In der persönlichen finanziellen Vorsorge sehen sich viele ähnlich bescheiden aufgestellt. So bezeichnet eine Mehrheit von 61 Prozent ihre getroffenen Vorkehrungen in der Altersvorsorge als befriedigend oder noch schlechter. Dies entspricht einem Plus von fünf Prozent gegenüber dem Vorjahr. Sehr gut vorgesorgt hat nach eigenem Bekunden nur rund jedes zehnte Kleinst- und Kleinunternehmen, gut vorgesorgt noch nicht einmal jeder Dritte.
Wo gibt es damit den größten Absicherungsbedarf? Das ist beim Thema finanzielle Absicherung der Fall. Hier empfinden 61 Prozent ihre Vorsorge als unzureichend. 40 Prozent der Befragten würden gern mehr für ihren Wohlstand und einen auskömmlichen Ruhestand tun. Beim Thema gesundheitliche Vorsorge, bei dem sich ebenso mehr als die Hälfte der Befragten nicht gut abgesichert sieht, wünschen sich 34 Prozent mehr Netz und doppelten Boden durch entsprechende Lösungen.

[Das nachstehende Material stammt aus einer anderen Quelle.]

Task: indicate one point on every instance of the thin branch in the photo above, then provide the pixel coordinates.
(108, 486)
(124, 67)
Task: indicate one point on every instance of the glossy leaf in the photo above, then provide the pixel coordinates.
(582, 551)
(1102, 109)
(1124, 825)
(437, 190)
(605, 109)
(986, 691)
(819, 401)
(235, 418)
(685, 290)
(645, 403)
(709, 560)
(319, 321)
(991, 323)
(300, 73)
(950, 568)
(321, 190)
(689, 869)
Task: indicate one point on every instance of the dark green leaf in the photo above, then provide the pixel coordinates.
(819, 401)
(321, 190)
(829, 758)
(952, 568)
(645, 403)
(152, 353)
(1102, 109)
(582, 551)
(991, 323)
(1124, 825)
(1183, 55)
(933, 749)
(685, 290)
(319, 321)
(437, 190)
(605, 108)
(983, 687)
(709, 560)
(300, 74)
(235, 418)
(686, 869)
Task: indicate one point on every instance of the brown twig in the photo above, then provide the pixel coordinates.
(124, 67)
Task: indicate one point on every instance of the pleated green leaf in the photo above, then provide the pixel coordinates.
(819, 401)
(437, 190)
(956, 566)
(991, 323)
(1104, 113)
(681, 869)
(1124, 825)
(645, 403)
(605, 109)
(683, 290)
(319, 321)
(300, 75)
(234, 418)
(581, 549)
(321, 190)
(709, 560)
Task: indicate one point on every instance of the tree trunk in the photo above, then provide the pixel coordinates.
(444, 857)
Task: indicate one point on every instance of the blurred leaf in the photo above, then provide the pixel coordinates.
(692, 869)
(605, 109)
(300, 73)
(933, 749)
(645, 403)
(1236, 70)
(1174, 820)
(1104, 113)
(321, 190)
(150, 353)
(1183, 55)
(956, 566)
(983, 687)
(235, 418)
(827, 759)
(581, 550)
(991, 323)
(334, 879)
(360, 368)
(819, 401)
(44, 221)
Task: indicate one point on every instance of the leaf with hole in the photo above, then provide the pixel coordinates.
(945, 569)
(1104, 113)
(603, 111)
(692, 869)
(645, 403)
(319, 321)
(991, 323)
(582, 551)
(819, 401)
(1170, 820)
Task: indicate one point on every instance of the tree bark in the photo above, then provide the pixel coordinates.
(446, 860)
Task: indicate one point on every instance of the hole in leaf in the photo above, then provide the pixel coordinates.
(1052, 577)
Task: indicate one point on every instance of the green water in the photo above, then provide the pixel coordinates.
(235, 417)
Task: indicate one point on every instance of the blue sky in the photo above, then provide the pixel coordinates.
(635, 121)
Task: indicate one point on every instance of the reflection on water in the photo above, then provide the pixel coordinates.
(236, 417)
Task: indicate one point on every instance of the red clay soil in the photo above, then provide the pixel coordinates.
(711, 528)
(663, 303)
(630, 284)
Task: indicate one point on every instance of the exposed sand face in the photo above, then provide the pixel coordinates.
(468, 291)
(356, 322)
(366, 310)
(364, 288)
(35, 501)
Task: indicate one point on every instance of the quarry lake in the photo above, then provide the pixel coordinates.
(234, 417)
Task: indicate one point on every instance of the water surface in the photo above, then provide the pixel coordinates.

Demgegenüber verspüren die Befragten das geringste zusätzliche Absicherungsbedürfnis bei allgemeinen Schadensfällen, für die sich aber auch 70 Prozent durch entsprechende Policen gewappnet sehen. Nur 17 Prozent wünschen sich in diesem Bereich mehr Vorsorge.
Bemerkenswert dabei: Obwohl die Inflation viele Kleinst- und Kleinunternehmen ängstigt und ihr Geschäft beeinflusst, ist ihnen klar, dass sie ihr Unternehmen, ihre Arbeitskraft und ihre Finanzen absichern sollten. Doch während es im Vorjahr noch eine Steigerung bei geplanten Vorsorgeaufwendungen gab, hat sich das hohe Niveau inzwischen stabilisiert. 58 Prozent wollen in den kommenden zwölf Monaten gleichbleibend viel für ihre betrieblichen und unternehmerischen Versicherungen ausgeben. Genau 37 Prozent der Befragten planen sogar, mehr Geld für Risikoabsicherung und Vorsorge einzusetzen. Die Zahl der befragten Unternehmer, die an dieser Stelle sparen möchten, ist laut Umfrage weiter rückläufig: Nur noch sechs Prozent kalkulieren aktuell weniger für Versicherungsausgaben ein.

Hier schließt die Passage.